# Building an Age-Friendly Workforce by Embedding the 4Ms Framework in a Geriatrics Clerkship

**Authors:** Lenny Powell, Jennifer DeGennaro, Christian White, Kevin Overbeck

PMC · DOI: 10.1093/geroni/igaf122.2942 · 2025-12-31

## TL;DR

This paper describes how a medical school integrated the 4Ms framework into its geriatrics curriculum, improving students' knowledge and care practices for older patients.

## Contribution

The study demonstrates the effectiveness of embedding the 4Ms framework in geriatrics education to build an age-friendly healthcare workforce.

## Key findings

- Students showed significant improvements in geriatrics knowledge and practices after the clerkship.
- Over half of students reported adopting new care practices, such as better medication and functional assessments.
- The 4Ms framework helped students apply geriatrics principles across specialties.

## Abstract

Rowan-Virtua School of Osteopathic Medicine (RVSOM) Department of Geriatrics and Gerontology embedded the 4Ms framework (What Matters, Medication, Mentation, Mobility) into the required 4-week Geriatrics Clerkship curriculum. Students participate in a full day of in-person didactics delivered by an interdisciplinary team of faculty during the first week of the clerkship designed to teach them to use evidence-based screening tools and employ best practices when caring for older patients. A survey on the 4Ms approach is distributed at the beginning of the rotation and again at the end of the 4 weeks.

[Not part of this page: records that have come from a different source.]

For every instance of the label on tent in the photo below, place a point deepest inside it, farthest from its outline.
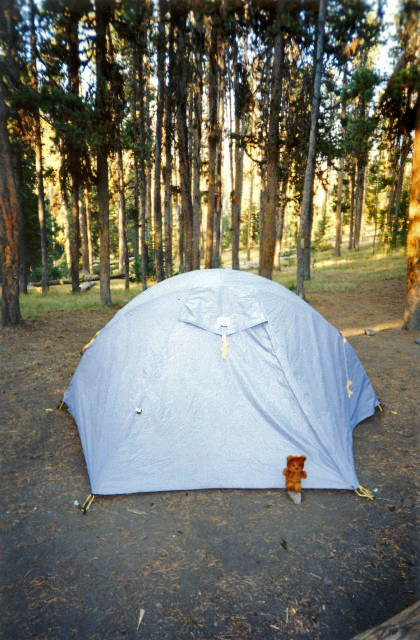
(223, 321)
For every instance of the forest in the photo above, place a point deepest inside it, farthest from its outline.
(142, 139)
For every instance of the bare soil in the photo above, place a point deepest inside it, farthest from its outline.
(204, 564)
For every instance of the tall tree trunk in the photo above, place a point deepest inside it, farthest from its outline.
(212, 141)
(74, 148)
(360, 185)
(338, 211)
(143, 161)
(282, 212)
(250, 216)
(66, 218)
(84, 232)
(401, 170)
(158, 241)
(412, 298)
(9, 225)
(170, 94)
(88, 228)
(184, 157)
(268, 231)
(239, 158)
(304, 223)
(219, 157)
(124, 262)
(103, 12)
(352, 173)
(37, 139)
(197, 102)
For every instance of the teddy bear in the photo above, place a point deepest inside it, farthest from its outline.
(294, 473)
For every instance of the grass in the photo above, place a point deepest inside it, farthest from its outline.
(328, 273)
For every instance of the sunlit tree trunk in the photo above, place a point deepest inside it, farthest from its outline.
(84, 232)
(212, 141)
(158, 237)
(170, 94)
(268, 230)
(412, 298)
(124, 263)
(303, 245)
(103, 10)
(88, 228)
(37, 138)
(196, 156)
(9, 225)
(184, 156)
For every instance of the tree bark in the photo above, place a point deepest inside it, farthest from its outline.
(250, 216)
(84, 232)
(401, 171)
(197, 131)
(170, 93)
(412, 297)
(184, 157)
(74, 148)
(360, 186)
(268, 231)
(212, 141)
(158, 241)
(37, 142)
(9, 225)
(123, 258)
(88, 228)
(304, 223)
(103, 11)
(338, 211)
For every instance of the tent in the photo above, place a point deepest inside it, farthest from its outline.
(210, 379)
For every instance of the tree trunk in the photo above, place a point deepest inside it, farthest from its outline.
(74, 148)
(158, 242)
(219, 157)
(352, 199)
(197, 102)
(103, 10)
(84, 232)
(184, 158)
(304, 224)
(170, 94)
(37, 139)
(250, 217)
(88, 228)
(268, 231)
(412, 298)
(66, 220)
(282, 213)
(123, 258)
(9, 225)
(338, 211)
(212, 141)
(360, 185)
(401, 170)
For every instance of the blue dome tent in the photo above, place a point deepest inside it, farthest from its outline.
(211, 379)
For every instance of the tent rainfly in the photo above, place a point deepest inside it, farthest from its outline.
(211, 379)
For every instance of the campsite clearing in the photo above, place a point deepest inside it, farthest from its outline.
(223, 564)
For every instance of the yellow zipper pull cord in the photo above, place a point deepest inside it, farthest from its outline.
(364, 493)
(224, 347)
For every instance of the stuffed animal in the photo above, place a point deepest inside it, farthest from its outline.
(294, 472)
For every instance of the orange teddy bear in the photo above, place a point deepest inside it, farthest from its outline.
(294, 472)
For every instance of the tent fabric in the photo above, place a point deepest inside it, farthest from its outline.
(210, 379)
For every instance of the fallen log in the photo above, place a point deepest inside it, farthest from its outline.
(403, 626)
(89, 278)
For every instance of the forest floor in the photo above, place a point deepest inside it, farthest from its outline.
(204, 564)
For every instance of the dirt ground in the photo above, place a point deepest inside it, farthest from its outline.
(204, 564)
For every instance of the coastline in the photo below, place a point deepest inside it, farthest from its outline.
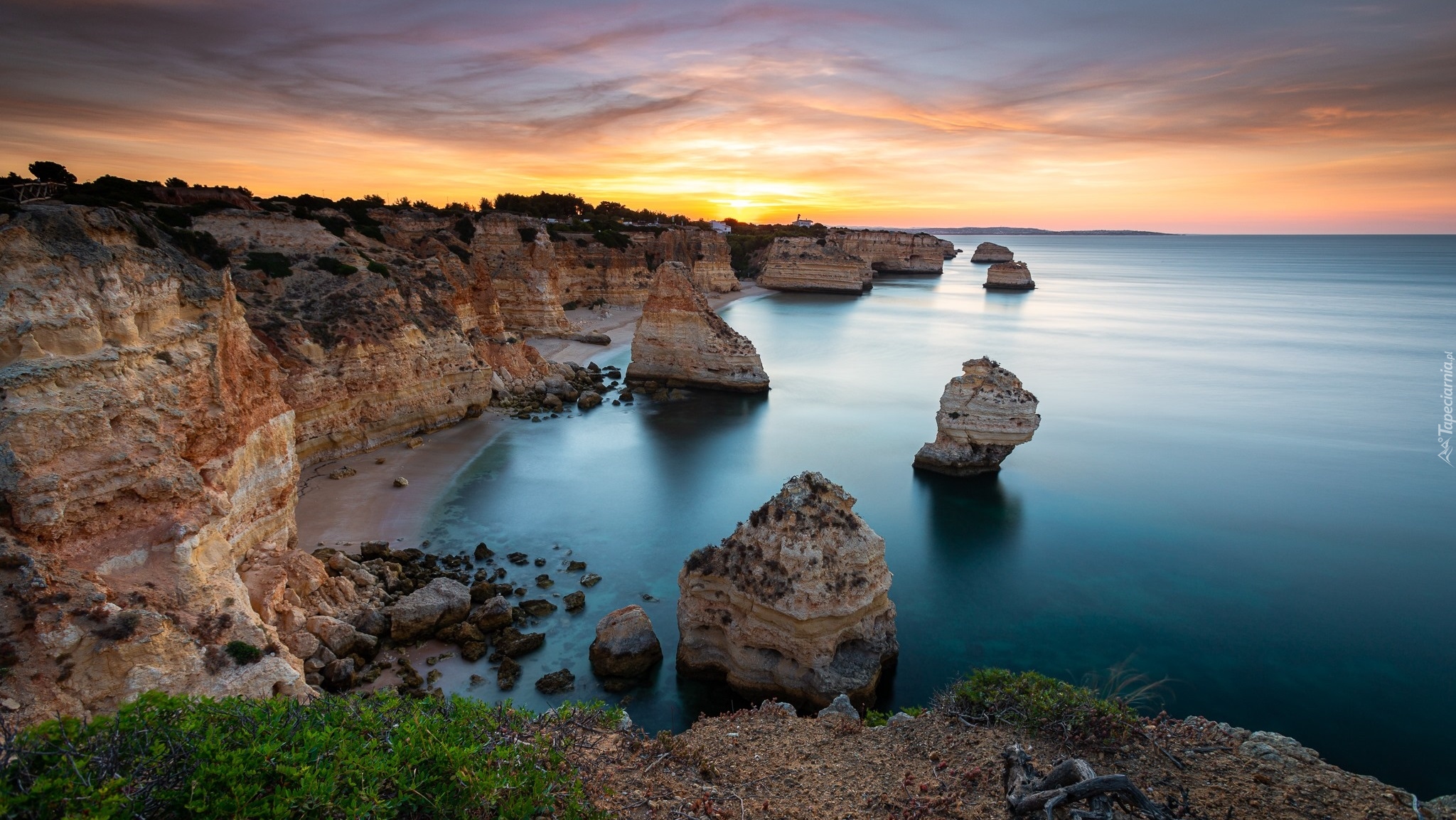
(369, 507)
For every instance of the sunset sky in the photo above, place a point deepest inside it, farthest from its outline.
(1179, 115)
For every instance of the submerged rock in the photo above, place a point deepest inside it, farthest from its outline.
(1010, 276)
(682, 341)
(992, 252)
(794, 603)
(985, 412)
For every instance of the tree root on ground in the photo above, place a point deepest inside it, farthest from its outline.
(1071, 781)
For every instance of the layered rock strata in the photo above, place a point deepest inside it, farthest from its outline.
(894, 251)
(144, 452)
(682, 343)
(796, 603)
(985, 412)
(1010, 276)
(814, 265)
(992, 252)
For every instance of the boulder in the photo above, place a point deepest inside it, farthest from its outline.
(794, 605)
(439, 603)
(625, 647)
(985, 414)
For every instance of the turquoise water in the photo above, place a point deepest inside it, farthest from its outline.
(1235, 482)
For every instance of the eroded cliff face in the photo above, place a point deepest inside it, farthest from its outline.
(796, 603)
(985, 414)
(144, 449)
(814, 265)
(680, 341)
(375, 356)
(894, 251)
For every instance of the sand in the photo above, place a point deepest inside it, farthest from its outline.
(343, 513)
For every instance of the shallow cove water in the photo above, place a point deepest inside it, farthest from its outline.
(1235, 484)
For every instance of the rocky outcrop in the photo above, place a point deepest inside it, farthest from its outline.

Pre- and post-clerkship data for 184 students show significant differences on all but 1 of 16 items [e.g., knowledge to perform a Geriatric Assessment: t(183) = 19.32, p = <.001, d = 1.42, identifying inappropriate medications: t(183) = -18.51, p = <.001, d = -1.36, and initiating an Advance Care Planning conversation: t(182) = -13.57, p = <.001, d = -1.03]. In the post survey, students are asked to specify any new practices in their care of patients after the Geriatrics clerkship and over half (54%) reported new care practices. Commonly noted were increased attention to medication lists, functional history, goals of care, and use of evidence-based screening tools. The statement “Knowing what questions to ask geriatrics pts even when I’m in another specialty” illustrates that providing foundational knowledge on aging and training students to assess patients using the 4Ms Framework creates a healthcare workforce able to recognize key issues critical to caring for an aging population.